The triangle lived within the circle, moved purposefully. Its actions had measured effects, and it was telling its own story. I suddenly understood.
How come no one had ever told it this way before?
There it was, the mathematics unfolding from Dr. Tranh’s excited fingers, the story of the relationship between a circle and a triangle. The tale of how they shaped rhythms and periodicities and music and engines and computers and all the technologies I’ve grown to love.
We spent the next hour playing with the shapes on the board–for those of you who haven’t twigged to this yet, this is called the unit circle–and Dr. Tranh quickly led me through a half-dozen exercises in the back of the chapters. Now that I could SEE how the triangle moved inside the circle it was pretty obvious how to solve the problems.
And Dr. Tranh smiled. “You don’t need to come back, just study for the final.”
I got an A.
I still see the beauty of the circle that lives with the drangle inside.
Thank you, Dr. Tranh.
*Not kidding.
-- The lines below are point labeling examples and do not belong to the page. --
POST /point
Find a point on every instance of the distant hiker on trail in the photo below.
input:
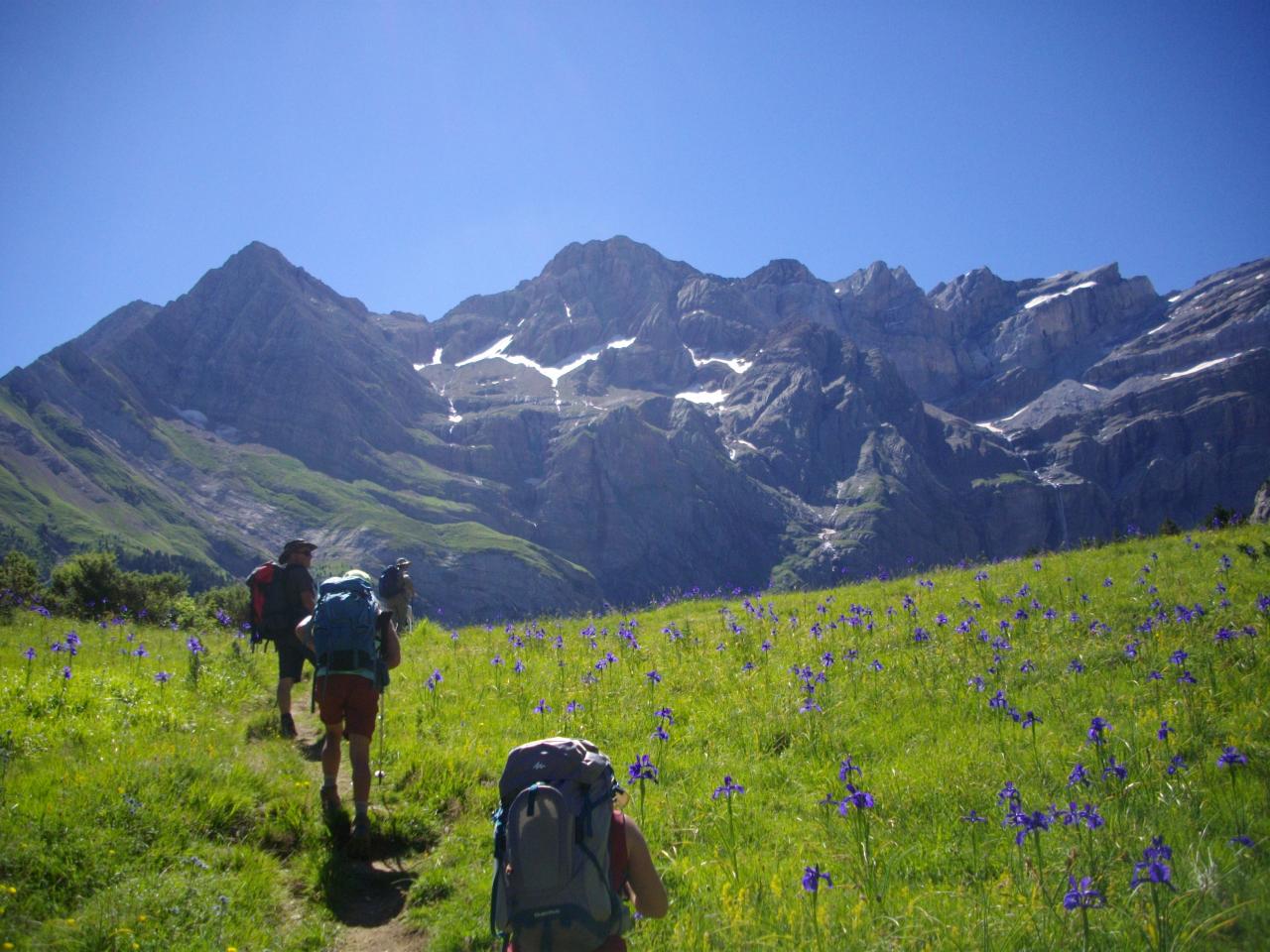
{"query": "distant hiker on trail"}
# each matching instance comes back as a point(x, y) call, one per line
point(397, 592)
point(356, 644)
point(567, 860)
point(282, 593)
My high school algebra teacher couldn’t spell to save his life and was fascinated by the fact that I could, so he cut me a deal: For every test I wanted to skip, all I had to do was spell any ten words he gave me correctly and I’d get an A on the test. I aced every test that year except the final (he wouldn’t let me spell my way out of that one). Of course, I couldn’t solve a quadratic equation to save my life, but hey…
**ADDENDUM: Once this post was published, I got a puzzled note from my sister, “I thought you majored in journalism?” so I should probably explain: Majoring is not the same as GRADUATING. By the time I actually graduated with a gen-u-wine degree I’d majored in agriculture, art, genetics, public relations, botany, physics, journalism, electrical engineering…and even math.
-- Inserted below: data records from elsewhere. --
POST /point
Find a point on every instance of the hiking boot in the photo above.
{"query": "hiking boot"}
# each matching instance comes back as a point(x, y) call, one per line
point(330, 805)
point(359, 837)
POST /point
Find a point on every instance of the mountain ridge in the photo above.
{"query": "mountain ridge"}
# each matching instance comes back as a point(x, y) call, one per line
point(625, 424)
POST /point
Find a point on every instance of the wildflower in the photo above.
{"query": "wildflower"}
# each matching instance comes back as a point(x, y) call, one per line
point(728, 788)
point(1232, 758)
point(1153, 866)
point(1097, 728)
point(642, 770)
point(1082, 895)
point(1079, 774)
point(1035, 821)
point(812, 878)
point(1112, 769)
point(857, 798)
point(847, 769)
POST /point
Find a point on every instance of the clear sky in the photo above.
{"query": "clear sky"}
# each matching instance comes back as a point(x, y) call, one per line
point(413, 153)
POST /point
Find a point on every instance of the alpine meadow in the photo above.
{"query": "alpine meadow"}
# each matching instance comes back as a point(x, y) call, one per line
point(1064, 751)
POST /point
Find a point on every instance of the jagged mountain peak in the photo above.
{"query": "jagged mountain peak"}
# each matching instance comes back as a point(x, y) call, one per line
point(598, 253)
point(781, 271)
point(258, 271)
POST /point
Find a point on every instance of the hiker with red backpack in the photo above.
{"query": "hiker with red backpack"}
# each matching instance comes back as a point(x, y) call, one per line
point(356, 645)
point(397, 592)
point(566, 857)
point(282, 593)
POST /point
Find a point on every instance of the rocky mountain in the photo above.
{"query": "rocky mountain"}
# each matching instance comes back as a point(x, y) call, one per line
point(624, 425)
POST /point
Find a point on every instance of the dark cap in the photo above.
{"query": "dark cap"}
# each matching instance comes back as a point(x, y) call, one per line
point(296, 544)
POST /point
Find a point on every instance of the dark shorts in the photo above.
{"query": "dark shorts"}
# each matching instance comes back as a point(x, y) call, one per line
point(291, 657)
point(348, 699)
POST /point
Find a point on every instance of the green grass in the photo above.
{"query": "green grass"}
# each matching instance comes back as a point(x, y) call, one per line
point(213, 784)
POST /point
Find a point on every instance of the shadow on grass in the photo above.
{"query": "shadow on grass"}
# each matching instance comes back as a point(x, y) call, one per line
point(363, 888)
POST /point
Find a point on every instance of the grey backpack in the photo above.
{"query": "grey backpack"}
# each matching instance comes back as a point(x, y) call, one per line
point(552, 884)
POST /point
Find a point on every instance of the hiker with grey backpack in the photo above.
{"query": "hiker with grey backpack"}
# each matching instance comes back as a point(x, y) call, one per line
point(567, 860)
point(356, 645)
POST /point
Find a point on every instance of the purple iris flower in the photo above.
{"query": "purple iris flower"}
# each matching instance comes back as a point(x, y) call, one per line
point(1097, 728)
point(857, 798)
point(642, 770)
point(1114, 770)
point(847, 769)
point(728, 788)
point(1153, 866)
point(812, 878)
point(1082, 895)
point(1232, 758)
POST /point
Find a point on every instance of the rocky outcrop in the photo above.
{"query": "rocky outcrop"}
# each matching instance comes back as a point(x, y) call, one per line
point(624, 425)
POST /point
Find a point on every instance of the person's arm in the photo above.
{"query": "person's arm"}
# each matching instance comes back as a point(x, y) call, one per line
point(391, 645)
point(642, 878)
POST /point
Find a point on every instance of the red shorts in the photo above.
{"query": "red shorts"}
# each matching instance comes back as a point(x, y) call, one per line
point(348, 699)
Mostly, I stayed with electrical engineering, but toward the end of my lengthy college career I started planning a wedding (mine), and knew I’d be the breadwinner while my husband finished his degree. I had only one more semester to go in EE…I thought.
Then it turned out the courses I needed were spread out over the next three semesters. I already had enough credits for a degree in journalism, so that’s what it reads on the diploma. By the time I considered going back to finish the EE I was already writing about computers for my first magazine and never really felt the need.